Kaymu.pk
- The homepage of Kaymu
- Website type: Private
- Available in: English
- Founded: 2013
- Area served: Pakistan
- Industry: Retail, Ecommerce, Online Marketplace
- Services: Online shopping
- Employees: 300
- Website: kaymu.pk (inactive)
- Current status: Defunct, merged into Daraz

= Kaymu Pakistan =

Former Pakistani e-commerce portal

Kaymu Pakistan was an e-commerce portal based in Pakistan. In July 2016 Rocket Internet merged ecommerce site Kaymu into Daraz. Kaymu stopped its operations officially in Pakistan on 5 July 2017.

== History ==
Initially launched as Azmalo.pk in January 2013, Rocket Internet rebranded the company as Kaymu.pk in September 2013, aligning the venture with the global company brand that currently spans 3 continents, Asia, Africa and Europe. Kaymu Pakistan was initially managed by Managing Director Asia Region Ahmed H. Khan followed by co-founders and Managing Directors Kaymu Asia - Christian Schröder and Niroshan Balasubramaniam respectively. Kaymu's online shopping operations in Pakistan were led by Adam Dawood as country manager from August 2014 to January 2016 followed by Ali Zain Sheikh till March 2017.

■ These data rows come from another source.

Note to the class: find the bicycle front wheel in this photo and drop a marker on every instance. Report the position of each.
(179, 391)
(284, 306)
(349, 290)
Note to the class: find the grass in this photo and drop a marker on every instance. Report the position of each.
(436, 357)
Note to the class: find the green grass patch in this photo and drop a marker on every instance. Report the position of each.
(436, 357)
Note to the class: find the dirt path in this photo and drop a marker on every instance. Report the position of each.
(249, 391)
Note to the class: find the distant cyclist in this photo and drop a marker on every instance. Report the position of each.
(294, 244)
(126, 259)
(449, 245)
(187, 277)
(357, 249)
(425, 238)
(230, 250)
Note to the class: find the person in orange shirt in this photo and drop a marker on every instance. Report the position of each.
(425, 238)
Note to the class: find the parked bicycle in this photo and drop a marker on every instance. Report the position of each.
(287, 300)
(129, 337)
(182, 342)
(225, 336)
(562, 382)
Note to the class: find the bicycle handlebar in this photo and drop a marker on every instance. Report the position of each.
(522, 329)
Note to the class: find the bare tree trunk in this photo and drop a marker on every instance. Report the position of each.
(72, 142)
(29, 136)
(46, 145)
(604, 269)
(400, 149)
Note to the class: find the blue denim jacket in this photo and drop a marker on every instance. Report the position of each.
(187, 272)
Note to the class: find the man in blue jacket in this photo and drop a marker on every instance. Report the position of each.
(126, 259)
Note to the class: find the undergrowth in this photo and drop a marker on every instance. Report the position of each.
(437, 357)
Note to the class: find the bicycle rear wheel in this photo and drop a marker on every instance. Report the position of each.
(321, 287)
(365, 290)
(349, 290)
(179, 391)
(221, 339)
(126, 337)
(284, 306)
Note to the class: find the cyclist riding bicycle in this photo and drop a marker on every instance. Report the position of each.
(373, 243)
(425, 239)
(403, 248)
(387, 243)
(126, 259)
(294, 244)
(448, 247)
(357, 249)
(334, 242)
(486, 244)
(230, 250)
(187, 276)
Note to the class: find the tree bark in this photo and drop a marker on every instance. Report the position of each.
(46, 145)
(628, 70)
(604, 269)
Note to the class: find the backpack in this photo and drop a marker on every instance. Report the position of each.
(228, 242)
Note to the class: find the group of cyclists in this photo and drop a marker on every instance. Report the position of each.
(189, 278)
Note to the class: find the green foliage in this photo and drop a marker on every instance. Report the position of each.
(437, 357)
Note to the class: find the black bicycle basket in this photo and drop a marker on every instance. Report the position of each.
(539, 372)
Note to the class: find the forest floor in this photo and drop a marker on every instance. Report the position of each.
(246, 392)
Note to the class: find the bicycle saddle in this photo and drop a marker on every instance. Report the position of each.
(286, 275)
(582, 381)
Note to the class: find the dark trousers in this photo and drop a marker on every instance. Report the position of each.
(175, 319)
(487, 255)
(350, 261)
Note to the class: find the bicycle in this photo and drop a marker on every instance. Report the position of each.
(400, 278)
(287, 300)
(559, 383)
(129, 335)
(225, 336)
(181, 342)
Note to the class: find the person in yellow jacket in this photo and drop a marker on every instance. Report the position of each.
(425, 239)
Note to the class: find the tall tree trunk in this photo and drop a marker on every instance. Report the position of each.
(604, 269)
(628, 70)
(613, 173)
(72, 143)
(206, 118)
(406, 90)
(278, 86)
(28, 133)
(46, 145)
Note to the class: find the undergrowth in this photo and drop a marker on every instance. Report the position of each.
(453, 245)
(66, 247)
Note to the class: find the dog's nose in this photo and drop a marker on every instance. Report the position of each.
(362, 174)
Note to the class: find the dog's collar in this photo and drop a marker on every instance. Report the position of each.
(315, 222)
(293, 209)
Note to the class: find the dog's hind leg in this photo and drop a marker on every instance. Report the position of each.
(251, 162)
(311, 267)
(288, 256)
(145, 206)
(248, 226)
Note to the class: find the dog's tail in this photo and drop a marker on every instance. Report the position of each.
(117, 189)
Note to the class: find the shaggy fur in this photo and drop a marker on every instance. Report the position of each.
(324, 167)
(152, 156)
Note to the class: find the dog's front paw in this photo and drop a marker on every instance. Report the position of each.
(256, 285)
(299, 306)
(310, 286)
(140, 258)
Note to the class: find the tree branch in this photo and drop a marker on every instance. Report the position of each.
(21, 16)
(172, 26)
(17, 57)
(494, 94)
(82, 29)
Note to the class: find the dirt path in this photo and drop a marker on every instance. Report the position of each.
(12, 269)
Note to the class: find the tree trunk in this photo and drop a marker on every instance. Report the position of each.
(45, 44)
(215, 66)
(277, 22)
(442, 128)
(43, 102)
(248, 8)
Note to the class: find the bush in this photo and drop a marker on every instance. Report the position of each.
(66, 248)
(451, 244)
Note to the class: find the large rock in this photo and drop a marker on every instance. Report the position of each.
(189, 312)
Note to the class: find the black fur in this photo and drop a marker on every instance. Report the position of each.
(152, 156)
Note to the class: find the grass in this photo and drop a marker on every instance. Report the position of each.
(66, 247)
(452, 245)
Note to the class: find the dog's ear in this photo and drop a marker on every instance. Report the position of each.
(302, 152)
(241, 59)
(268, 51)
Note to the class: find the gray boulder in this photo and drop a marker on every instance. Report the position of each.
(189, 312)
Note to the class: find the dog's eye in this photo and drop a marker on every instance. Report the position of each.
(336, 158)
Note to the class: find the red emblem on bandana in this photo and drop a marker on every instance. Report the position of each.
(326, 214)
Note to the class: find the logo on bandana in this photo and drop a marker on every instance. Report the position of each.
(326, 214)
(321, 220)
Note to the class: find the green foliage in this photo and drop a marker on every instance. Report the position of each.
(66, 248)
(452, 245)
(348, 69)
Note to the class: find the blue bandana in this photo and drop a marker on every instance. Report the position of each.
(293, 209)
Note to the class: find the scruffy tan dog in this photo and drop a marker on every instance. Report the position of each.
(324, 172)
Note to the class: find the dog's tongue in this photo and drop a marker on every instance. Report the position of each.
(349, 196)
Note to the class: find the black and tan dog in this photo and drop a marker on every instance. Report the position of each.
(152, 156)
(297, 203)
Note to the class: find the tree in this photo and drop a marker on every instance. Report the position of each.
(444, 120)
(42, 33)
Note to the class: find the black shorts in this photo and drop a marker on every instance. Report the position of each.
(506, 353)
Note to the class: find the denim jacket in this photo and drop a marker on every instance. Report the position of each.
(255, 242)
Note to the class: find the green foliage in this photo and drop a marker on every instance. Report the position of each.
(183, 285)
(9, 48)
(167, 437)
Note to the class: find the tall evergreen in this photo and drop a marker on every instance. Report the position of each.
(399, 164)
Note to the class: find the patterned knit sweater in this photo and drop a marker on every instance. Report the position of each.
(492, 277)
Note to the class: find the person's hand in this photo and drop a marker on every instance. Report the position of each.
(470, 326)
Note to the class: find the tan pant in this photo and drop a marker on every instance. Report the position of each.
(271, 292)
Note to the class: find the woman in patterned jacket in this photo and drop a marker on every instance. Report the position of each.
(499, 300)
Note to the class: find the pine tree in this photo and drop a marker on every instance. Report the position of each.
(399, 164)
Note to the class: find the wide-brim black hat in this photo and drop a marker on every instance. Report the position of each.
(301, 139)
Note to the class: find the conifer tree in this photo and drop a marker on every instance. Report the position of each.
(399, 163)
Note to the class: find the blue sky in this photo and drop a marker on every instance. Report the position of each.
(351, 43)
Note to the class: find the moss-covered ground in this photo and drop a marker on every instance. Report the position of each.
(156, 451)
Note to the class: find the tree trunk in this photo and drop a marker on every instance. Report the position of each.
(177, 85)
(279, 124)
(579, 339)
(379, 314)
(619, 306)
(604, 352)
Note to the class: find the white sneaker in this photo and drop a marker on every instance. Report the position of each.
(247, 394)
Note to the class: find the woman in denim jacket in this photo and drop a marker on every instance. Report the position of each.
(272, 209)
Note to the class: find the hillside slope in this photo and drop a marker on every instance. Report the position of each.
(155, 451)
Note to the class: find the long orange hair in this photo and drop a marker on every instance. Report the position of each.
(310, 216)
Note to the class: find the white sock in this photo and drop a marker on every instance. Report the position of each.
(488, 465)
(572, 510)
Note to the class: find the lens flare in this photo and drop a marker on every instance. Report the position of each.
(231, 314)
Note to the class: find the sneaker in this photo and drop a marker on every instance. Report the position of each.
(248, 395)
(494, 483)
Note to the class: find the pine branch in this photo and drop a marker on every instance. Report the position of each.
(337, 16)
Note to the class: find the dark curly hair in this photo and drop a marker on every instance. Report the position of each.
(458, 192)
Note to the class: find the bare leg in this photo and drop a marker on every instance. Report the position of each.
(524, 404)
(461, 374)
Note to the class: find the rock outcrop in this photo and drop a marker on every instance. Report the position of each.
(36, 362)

The idea behind the founding of Kaymu in Pakistan was to facilitate online buying and selling through a single platform. At the time of Kaymu's launch in Pakistan, OLX was already operating in the country as an online classifieds website. The idea of a managed online marketplace that would be providing seller rating and facilitating buyers via cash on delivery received good response from the local community. Kaymu Pakistan now serves as a platform that offers consumer to consumer (C2C) as well as business to consumer (B2C) services across the country.

Kaymu launched smartphone apps for Android, iOS and Blackberry devices in 2014 and 2015, respectively.

== Funding ==

In April 2014, Ooredoo, a Qatar-based Telecommunications Company (formerly known as QTel) joined hands with Rocket Internet. The founding of APACIG resulted in additional funding from Ooredoo.

== Rocket Internet in Pakistan ==
The German internet company Rocket Internet took an initial step into Pakistan's e-commerce sector with the establishment of Daraz.pk in July 2012. Following a positive reception in Pakistan with its first e-commerce venture, Rocket Internet expanded its operations in Pakistan to over 30 active websites in 2015, the widest known being Kaymu.pk, Foodpanda.pk and Daraz.pk. In a recent development, one of the ventures of Rocket internet in Pakistan has been acquired by Alibaba.

== Marketplace model ==
An apparent drawback Kaymu faces is the inability to gauge the quality of products listed by the sellers. Some of these products are illegally copied games and programs being listed as genuine copies.